Антон Павлович записал однажды шутливый афоризм:

«Когда я разбогатею, то открою себе гарем, в котором у меня будут голые толстые женщины, с ягодицами, расписанными зелёной краской».

О Горьком же сказал: «Девки неверны, таких нет, и разговоров таких никогда не бывает … И напрасно Горький с таким серьёзным лицом творит (не пишет, а именно творит), надо бы полегче, немножечко бы свысока».

В переписке Чехова и Горького, униженно и благоговейно начатой Горьким, сразу установился покровительственный тон со стороны Антона Павловича, «легкий, немножечко свысока». И совершенно естественно, по природным качествам Чехова, получилось издевательство. Вот, например, такая «мармеладинка»:

«Вы будете путешествовать пешком по России? Добрый путь, скатертью дорожка, хотя мне кажется, что Вам, пока Вы ещё молоды и здоровы, следовало бы года 2-3 попутешествовать не пешком и не в III классе и поближе приглядеться к публике, которая Вас читает. А потом, через 2-3 года, можно и пешком…»

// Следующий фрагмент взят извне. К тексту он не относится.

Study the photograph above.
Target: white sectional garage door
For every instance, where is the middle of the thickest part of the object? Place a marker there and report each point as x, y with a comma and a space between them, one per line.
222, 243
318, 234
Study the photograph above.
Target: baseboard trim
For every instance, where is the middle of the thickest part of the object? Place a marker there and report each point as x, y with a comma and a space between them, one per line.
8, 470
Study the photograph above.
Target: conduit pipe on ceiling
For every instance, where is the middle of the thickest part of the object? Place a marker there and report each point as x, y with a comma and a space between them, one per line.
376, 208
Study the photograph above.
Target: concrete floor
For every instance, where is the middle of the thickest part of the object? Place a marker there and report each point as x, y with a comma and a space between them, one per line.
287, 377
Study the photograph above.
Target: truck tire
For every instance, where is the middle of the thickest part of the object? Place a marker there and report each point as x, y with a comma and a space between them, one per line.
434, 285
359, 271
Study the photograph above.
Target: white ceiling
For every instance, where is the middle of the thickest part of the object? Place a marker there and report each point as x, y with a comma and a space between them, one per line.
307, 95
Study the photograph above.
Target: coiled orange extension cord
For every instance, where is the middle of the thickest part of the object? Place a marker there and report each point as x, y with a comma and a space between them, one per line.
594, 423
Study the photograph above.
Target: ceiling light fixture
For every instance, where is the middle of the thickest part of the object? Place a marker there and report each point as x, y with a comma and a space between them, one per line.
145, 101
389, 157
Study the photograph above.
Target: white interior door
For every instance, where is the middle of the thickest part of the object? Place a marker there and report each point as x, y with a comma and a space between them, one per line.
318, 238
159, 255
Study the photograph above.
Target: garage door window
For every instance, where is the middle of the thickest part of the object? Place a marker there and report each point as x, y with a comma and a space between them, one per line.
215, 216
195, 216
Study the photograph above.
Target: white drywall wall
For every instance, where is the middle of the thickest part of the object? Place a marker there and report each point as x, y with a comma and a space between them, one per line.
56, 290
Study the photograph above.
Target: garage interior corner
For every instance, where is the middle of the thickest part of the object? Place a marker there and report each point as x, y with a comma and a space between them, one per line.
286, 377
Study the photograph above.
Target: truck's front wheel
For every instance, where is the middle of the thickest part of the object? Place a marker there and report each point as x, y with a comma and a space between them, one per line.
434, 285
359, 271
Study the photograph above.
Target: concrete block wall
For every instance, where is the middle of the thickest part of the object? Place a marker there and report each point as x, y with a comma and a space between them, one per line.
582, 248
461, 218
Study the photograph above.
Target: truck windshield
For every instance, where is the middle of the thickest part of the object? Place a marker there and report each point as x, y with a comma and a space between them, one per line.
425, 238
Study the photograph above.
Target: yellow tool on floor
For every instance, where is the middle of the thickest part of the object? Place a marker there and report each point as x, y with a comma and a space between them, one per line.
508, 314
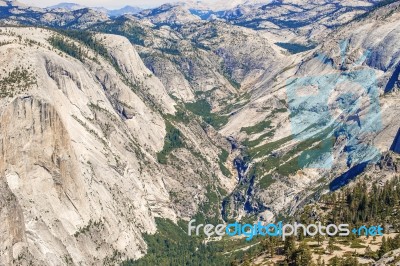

Надо быть Горьким, чтобы не понять скользящей, шёлковой двусмысленности этих слов.

Бунин писал о манере чеховской речи:

«Он на некоторых буквах шепелявил, голос у него был глуховатый, и часто говорил он без оттенков, как бы бормоча: трудно было иногда понять, серьёзно ли говорит он».

Точно. Я именно так интуитивно, по письмам представлял себе ритм и мелодию. Что-то гоголевское, но без шизофрении и без религии…

Конечно, Чехов не был озлобленным идиотом или ловко маскирующимся хамом, безопасно и незаметно куражащимся над людьми. Наоборот, речь идет о том, что в его личности нашли воплощение лучшие качества русского человека, может быть, великие качества. Чехову было в высшей степени свойственно ЮРОДСТВО. (370) Лишь на достаточно примитивном уровне это проявляется как «издевательство» или «скромность». (411) Или, на ещё более примитивном уровне, как «злоба» и «доброта», «мягкость». На этих уровнях образ Чехова распадается, становится антиномичным, клетчатым. Что неверно. Человек существо удивительно цельное, в каждом человеке воплощена определенная идея. Идея, человеческому уму до конца не постижимая, но вполне цельная. Чем поверхностнее анализ, тем грубее и радикальнее противоречия человеческой жизни. И чем грубее противоречия, тем на самом деле сложнее данная личность, тоньше ее цельность.